7. Canonical URLs: Telling Crawlers Which Page Is the Authoritative One

If your content is accessible at multiple URLs — http vs https, www vs non-www, trailing slash vs no trailing slash — crawlers may treat these as separate pages with duplicate content. That splits crawl budget and can confuse entity attribution.

The canonical tag (<link rel="canonical" href="...">) explicitly declares which URL is the authoritative version. Every page on CiteVista has a canonical tag pointing to the www version with https. This is a one-time implementation with permanent value.

8. Meta Descriptions as Citation Snippets

Meta descriptions don't directly affect rankings. But they serve a specific function in the LLM context: they're the most likely candidate for what an LLM uses as a page summary when generating a citation.

When Perplexity or ChatGPT cites a page, it often pulls a summary of that page's content. The meta description is a structured, author-controlled signal for what that summary should say. If you don't write one, the LLM generates its own — which may or may not represent your content accurately.

Every CiteVista page has a manually written meta description that includes our entity name, the topic of the page, and a clear statement of what the reader will find. It reads like the first sentence of a citation, because that's what it may become.

9. Internal Linking: Topic Cluster Signals

LLMs don't evaluate pages in isolation. They evaluate sites — and internal link structure is one of the signals that tells them what a site is authoritative about.

If your homepage links to your articles, and your articles link to related articles, you're building a topic graph. A crawler following those links sees a coherent cluster of content on related topics and assigns higher topical authority to the domain. The absence of internal linking means every page is evaluated independently, with no amplifying signal from the rest of the site.

On CiteVista, each insights article links back to the insights index, and future articles will cross-link where topics overlap. This is a long-term compounding investment.

10. Open Graph Tags: Social and Crawler Signal

Open Graph meta tags — og:title, og:description, og:image, og:url — were designed for social media previews. But when your content is shared on platforms that LLMs heavily index — Reddit, LinkedIn, Twitter/X — the Open Graph data determines how that shared link is represented.

A well-written og:description on a Reddit post showing a preview of your article is a small but meaningful signal in the broader entity graph.

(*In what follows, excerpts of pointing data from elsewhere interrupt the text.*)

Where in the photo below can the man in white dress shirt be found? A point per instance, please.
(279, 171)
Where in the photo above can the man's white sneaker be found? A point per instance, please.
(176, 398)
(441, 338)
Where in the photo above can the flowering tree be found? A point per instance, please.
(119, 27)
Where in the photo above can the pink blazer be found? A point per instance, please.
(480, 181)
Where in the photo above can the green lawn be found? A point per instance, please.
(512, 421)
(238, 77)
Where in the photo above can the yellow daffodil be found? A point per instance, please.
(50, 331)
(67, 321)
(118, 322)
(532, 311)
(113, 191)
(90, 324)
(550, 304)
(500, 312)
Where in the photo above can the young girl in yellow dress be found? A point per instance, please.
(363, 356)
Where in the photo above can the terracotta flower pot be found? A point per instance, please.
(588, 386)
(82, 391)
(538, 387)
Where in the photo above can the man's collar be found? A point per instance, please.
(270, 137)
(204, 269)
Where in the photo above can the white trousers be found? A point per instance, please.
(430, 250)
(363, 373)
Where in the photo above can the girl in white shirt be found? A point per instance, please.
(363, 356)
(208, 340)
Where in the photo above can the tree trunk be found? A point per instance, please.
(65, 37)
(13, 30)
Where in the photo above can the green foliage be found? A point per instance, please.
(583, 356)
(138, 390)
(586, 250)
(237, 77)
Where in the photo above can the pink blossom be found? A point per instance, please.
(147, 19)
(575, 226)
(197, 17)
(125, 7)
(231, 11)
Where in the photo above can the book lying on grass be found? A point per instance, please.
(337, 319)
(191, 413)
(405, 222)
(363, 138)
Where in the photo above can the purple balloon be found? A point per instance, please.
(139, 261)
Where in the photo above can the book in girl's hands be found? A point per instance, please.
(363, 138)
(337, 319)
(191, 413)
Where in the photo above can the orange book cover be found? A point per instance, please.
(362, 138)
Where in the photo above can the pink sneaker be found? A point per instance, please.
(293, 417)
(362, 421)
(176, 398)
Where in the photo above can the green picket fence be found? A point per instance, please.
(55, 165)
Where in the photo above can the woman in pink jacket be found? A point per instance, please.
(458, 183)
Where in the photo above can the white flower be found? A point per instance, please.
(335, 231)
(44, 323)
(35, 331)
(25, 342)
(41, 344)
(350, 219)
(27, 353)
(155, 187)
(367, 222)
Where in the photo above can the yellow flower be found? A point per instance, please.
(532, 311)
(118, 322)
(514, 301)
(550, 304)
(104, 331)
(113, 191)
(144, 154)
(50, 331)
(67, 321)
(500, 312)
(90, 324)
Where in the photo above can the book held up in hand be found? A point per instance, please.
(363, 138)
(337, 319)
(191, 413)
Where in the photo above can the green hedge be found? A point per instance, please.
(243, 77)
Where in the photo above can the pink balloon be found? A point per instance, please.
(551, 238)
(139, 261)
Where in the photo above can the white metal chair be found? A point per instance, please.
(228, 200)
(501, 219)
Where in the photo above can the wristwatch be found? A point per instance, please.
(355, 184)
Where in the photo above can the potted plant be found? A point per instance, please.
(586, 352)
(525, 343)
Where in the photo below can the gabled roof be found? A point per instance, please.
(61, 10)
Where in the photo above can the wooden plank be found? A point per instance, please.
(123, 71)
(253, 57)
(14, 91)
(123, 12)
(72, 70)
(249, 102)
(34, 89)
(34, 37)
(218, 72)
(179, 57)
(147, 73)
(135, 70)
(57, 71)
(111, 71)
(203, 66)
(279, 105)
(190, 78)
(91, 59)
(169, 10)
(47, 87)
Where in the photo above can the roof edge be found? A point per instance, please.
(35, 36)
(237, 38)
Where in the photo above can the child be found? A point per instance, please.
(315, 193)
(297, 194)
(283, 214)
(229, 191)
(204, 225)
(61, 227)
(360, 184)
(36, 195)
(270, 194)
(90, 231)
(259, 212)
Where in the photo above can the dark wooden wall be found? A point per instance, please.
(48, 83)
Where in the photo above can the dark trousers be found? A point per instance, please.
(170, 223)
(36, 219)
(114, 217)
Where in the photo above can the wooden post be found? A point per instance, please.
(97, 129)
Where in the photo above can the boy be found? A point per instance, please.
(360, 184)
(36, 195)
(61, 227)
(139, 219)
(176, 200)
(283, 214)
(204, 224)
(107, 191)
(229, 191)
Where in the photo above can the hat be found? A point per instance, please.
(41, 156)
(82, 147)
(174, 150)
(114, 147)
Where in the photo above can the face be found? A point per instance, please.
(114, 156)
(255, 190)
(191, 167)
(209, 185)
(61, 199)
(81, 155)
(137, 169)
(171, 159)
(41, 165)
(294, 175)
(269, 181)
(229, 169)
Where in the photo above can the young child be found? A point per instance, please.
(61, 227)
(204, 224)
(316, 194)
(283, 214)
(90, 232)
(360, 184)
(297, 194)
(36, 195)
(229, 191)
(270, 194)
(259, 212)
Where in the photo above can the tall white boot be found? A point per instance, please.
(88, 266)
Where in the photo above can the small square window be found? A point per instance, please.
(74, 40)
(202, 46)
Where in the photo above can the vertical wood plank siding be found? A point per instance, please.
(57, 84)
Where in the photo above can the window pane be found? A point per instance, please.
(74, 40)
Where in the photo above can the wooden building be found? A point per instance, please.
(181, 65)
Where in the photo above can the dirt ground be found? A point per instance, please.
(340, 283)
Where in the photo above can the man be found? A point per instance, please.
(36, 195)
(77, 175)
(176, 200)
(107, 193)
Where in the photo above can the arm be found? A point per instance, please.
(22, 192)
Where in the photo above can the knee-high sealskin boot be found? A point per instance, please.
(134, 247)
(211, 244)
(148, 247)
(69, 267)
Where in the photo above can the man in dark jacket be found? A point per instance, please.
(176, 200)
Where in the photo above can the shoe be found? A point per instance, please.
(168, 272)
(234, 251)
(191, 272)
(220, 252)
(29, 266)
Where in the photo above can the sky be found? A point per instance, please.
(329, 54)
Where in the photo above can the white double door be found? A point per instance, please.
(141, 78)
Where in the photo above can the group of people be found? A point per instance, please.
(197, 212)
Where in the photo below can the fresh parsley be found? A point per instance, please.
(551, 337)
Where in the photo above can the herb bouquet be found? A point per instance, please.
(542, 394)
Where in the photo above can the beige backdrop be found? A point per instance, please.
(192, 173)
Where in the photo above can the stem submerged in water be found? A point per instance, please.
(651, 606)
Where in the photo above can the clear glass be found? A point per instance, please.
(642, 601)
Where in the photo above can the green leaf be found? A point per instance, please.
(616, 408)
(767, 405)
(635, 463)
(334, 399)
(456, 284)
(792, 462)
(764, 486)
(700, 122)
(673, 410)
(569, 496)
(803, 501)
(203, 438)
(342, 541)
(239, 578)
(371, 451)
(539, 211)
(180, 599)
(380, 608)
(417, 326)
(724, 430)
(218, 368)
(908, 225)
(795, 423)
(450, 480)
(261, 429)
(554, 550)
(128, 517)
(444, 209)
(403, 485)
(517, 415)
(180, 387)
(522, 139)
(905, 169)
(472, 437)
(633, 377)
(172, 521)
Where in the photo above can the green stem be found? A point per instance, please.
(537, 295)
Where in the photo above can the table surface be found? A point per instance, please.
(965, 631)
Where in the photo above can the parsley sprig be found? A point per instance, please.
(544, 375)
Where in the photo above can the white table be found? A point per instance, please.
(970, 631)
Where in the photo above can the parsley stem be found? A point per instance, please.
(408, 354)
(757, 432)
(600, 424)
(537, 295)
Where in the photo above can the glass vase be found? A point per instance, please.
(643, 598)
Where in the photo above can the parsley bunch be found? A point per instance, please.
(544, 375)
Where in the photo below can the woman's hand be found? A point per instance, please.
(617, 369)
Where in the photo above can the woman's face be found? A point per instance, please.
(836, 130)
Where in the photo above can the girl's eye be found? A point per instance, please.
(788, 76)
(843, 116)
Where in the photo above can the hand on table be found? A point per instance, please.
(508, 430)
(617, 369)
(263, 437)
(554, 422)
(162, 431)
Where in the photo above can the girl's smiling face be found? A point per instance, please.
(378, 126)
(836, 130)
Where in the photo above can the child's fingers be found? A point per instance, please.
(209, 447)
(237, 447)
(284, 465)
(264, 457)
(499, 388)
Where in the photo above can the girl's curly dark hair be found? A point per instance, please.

Every CiteVista page includes complete Open Graph tags that match the page's canonical metadata.

The Order of Operations

None of the content, schema, or authority-building work matters if the foundation is broken. Based on what we've built and measured at CiteVista, the sequence is:

Make content server-side rendered and accessible in raw HTML
Implement clean URL structure and canonical tags
Add JSON-LD schema — Organization first, then page-specific types
Configure robots.txt explicitly for LLM crawlers
Clean up HTML hierarchy
Write meta descriptions as citation-ready summaries
Build internal linking structure
Add Open Graph tags

Get these right, and your content strategy has a foundation to stand on. Skip them, and even the best content may never reach the citation layer.